If I were to write a book, I would like it to be an apologetic piece. Not in the “I’m sorry” sense, but rather in the apologetic tradition of defending the Christian faith (note that I don’t say ‘religion’). I have sooooo many emerging thoughts on the advent of the ‘new atheism’, that en vogue movement that loves to slate Christian faith from a supposed scientific perspective. I thoroughly enjoy debating issues of faith with atheists.
Through these discussions I have been searching for a common grounds of sorts that will allow us to agree on a starting point from which to engage – so often these “religion” conversation deteriorate into into petty slander.
I think I may have found such a starting point, and it is an uncanny point of departure for people of faith: proof. Let me explain …
Donald Rumsfeld, former US Secretary of Defense, is rumoured to have said:
The absence of evidence is not evidence of absence.
This truth may just be a starting point for common ground discussion between Christians and atheists, especially if you are not a overly-sensitive Christian. I mean, can we really prove the existence of God?
The only time we can do this is when considering our own interpretations of certain “facts” e.g. the beauty of nature as an indicator of the existence of God. This is not a proof of God, just a proof of nature’s brilliance.
In the same way, atheists cannot disprove the existence of God (hat tip to Rumsfeld). The absence of evidence proving the absence of God is not proof of the non-existence of God. This proposition is bound to get up the nose of some atheists I know, as well as some Christians.
What say you?
Aiden
Do you realise who Rumsfeld was? Do you realise that Rumsfeld was a Republican Bush puppet taking his orders from one of the most dangerous and destructive presidents the USA has *ever* had? Do you realise that this is the same Rumsfeld who also gibbered:
“There are known knowns; there are things we know that we know. There are known unknowns; that is to say, there are things that we now know we don’t know. But there are also unknown unknowns; there are things we do not know we don’t know.”?
Does you know that this absence saying is actually *not* a Rumsfeld saying but is more accurately attributed to Carl Sagan as far as I can tell? Nice to see you went to the trouble of checking this up and correctly attributing it.
Anyhow, this is not a new argument, and has been around for a long time, and is fantastically misunderstood by most people who quote it.

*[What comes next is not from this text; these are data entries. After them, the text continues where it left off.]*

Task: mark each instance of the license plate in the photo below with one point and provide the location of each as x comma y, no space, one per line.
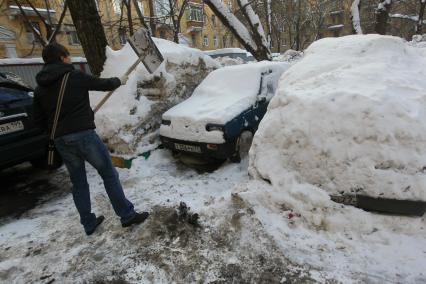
188,148
11,127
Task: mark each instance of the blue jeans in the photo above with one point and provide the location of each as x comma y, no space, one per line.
75,149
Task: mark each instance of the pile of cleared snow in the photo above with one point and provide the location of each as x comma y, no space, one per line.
419,41
289,56
129,116
229,61
349,117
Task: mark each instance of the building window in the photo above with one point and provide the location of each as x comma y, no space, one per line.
195,13
73,38
30,35
140,5
116,5
122,36
194,40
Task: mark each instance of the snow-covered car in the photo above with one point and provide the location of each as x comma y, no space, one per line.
224,111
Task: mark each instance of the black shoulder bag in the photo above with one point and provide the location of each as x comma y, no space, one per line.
51,147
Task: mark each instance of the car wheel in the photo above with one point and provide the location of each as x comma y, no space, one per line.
242,146
41,163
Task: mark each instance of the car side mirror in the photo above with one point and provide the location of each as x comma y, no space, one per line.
261,99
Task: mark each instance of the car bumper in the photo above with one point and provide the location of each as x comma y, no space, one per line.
21,151
211,150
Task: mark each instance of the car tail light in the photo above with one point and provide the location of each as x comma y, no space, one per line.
212,147
166,122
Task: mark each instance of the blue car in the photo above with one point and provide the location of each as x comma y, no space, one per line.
220,118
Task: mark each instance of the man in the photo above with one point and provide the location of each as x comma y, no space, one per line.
75,137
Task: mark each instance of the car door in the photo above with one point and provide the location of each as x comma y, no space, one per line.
16,121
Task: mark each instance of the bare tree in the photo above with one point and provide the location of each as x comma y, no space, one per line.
90,32
421,16
176,13
355,17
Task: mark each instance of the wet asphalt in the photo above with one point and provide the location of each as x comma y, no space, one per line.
24,187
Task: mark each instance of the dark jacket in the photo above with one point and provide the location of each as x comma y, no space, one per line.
76,113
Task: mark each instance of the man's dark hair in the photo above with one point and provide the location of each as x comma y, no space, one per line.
53,51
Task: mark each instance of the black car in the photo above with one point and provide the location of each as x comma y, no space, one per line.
20,139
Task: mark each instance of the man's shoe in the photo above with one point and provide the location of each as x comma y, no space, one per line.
98,221
137,219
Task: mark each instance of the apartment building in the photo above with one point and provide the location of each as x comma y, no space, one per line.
200,28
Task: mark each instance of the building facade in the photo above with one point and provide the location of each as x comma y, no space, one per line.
199,27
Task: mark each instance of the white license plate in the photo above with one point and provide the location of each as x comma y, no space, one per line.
11,127
188,148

Argument from ignorance, also known as “argumentum ad ignorantiam” or “appeal to ignorance”, is an informal logical fallacy; it asserts that a proposition is necessarily true because it has not been proven false (or vice versa). This represents a type of false dichotomy in that it excludes a third option: there is insufficient data and the proposition has not yet been proven to be either true or false. In debates, appeals to ignorance are sometimes used to shift the burden of proof, and this is exactly what you have done here, and exactly what Rumsfeld did with it, albeit that Rumsfeld did it in the context of the alleged weapons of mass destruction, which, quite comically in the context of what you are trying to say, were never actually ever found nor was any evidence ever found to suggest they ever existed. So you have basically shot yourself in both feet several times here by firstly misattributing the quote, secondly not appreciating the context in which Rumsfeld had used it, and thirdly the breathtaking self-indictment it was of the phony propaganda that Bush had used to take the USA to war.

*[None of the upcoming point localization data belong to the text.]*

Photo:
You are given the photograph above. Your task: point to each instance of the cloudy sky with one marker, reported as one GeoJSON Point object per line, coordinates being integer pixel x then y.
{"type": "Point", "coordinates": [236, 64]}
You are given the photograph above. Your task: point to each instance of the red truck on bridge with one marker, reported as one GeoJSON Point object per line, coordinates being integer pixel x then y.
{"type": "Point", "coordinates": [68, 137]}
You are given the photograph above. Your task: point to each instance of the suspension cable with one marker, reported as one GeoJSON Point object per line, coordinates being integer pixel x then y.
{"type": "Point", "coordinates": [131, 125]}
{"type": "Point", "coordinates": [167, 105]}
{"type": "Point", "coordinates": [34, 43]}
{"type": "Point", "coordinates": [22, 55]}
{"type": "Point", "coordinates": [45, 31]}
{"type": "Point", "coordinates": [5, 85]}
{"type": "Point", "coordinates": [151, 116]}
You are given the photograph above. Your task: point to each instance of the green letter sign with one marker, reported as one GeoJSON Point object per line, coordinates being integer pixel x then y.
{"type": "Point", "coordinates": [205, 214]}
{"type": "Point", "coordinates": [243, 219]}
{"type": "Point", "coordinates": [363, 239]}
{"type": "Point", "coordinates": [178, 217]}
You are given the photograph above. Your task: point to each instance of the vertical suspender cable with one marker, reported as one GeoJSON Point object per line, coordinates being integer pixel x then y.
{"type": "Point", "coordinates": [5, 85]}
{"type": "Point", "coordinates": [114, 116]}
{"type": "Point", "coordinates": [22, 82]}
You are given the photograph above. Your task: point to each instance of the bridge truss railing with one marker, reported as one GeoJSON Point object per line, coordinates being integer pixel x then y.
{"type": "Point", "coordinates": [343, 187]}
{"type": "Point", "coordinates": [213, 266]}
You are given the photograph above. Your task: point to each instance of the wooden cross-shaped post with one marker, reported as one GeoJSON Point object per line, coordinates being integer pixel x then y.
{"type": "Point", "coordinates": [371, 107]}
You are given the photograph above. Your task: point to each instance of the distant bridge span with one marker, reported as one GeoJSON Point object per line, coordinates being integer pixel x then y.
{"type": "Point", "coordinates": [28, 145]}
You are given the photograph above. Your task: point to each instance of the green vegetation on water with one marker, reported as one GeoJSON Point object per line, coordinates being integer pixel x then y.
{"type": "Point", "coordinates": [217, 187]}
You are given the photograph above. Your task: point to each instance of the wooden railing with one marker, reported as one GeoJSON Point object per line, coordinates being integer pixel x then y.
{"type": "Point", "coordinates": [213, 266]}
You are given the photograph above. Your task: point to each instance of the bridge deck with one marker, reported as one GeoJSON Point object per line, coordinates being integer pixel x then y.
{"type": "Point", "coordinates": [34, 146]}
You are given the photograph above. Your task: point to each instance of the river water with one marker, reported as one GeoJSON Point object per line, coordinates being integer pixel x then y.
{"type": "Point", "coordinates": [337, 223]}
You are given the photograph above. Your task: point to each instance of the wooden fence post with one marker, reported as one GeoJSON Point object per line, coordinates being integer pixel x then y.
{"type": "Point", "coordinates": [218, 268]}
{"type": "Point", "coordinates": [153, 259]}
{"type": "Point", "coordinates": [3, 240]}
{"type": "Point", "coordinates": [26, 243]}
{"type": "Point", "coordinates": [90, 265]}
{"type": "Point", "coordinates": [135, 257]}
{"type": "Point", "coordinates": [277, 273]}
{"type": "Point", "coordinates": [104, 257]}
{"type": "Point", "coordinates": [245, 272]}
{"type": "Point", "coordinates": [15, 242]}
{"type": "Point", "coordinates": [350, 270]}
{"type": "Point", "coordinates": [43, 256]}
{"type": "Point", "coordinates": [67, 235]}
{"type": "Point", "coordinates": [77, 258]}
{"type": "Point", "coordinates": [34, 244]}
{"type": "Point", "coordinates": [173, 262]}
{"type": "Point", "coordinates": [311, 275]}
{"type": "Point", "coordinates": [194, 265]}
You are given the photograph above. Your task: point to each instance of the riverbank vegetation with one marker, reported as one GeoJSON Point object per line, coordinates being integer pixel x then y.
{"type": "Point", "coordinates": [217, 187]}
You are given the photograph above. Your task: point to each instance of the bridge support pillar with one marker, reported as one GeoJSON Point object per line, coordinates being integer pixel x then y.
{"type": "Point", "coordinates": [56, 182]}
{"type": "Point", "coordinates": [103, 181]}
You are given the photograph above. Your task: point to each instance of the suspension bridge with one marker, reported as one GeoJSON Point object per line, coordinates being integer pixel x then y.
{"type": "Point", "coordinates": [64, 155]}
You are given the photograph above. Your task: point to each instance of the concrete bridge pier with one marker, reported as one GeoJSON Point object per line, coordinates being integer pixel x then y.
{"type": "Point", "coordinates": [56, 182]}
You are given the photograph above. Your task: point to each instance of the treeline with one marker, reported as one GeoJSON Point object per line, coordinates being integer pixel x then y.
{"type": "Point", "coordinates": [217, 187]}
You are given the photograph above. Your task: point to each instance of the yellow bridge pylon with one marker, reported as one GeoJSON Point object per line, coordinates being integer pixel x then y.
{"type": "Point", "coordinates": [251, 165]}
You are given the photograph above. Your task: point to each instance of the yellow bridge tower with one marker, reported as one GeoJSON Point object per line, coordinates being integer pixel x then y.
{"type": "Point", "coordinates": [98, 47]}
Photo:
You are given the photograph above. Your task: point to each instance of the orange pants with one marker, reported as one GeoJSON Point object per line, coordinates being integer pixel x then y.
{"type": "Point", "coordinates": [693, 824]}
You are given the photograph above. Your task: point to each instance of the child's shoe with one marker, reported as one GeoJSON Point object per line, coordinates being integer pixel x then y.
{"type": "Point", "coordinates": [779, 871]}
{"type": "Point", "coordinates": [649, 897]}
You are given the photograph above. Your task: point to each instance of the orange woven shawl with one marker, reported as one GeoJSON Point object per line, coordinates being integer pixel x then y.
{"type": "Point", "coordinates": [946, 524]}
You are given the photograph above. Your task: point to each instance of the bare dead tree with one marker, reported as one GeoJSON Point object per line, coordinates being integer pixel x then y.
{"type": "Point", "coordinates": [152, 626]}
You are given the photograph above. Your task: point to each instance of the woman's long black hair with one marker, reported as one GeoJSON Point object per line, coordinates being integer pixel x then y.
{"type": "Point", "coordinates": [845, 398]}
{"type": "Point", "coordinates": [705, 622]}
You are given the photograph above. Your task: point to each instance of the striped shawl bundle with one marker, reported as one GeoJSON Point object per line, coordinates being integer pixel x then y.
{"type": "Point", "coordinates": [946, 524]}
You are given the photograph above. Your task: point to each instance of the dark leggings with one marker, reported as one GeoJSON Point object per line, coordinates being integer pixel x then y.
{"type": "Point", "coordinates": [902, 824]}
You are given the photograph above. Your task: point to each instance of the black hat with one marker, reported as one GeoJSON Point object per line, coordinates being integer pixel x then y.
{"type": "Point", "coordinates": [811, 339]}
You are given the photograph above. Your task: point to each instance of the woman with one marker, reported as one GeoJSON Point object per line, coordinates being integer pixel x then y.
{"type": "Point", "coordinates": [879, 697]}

To circle back to Carl Sagan on this briefly, he explains it far more eloquently than I ever could, and since he coined the term I figured he should have the honour of putting the final nail in the coffin:
“Appeal to ignorance — the claim that whatever has not been proved false must be true, and vice versa (e.g., there is no compelling evidence that UFOs are not visiting the Earth; therefore UFOs exist — and there is intelligent life elsewhere in the Universe. Or: there may be seventy kazillion other worlds, but not one is known to have the moral advancement of the Earth, so we’re still central to the Universe.) This impatience with ambiguity can be criticized in the phrase: absence of evidence is not evidence of absence.”
Very unconvincing I’m afraid. You are most certainly not the first christian to try and use this line to debate atheists, and sadly you won’t be the last. All that all of you who use this argument have succeeded in proving is that none of you understand the philosophical point of the argument.
One last point about your title: Science doesn’t ever prove anything. It disproves bad theories or hypotheses and it supports good ones. The term proof applies in systems such as mathematics which are self-contained and clearly defined.
If you say that science proves anything you either don’t understand sceince or you don’t understand the meaning of proof. Proof implies certainty. There is no such thing as certainty, there is only best approximations of degrees of certainty, which itself is a contradition in terms, for certainty measured in degrees is by definition uncertain.
This is fundamentally what separates science from religion.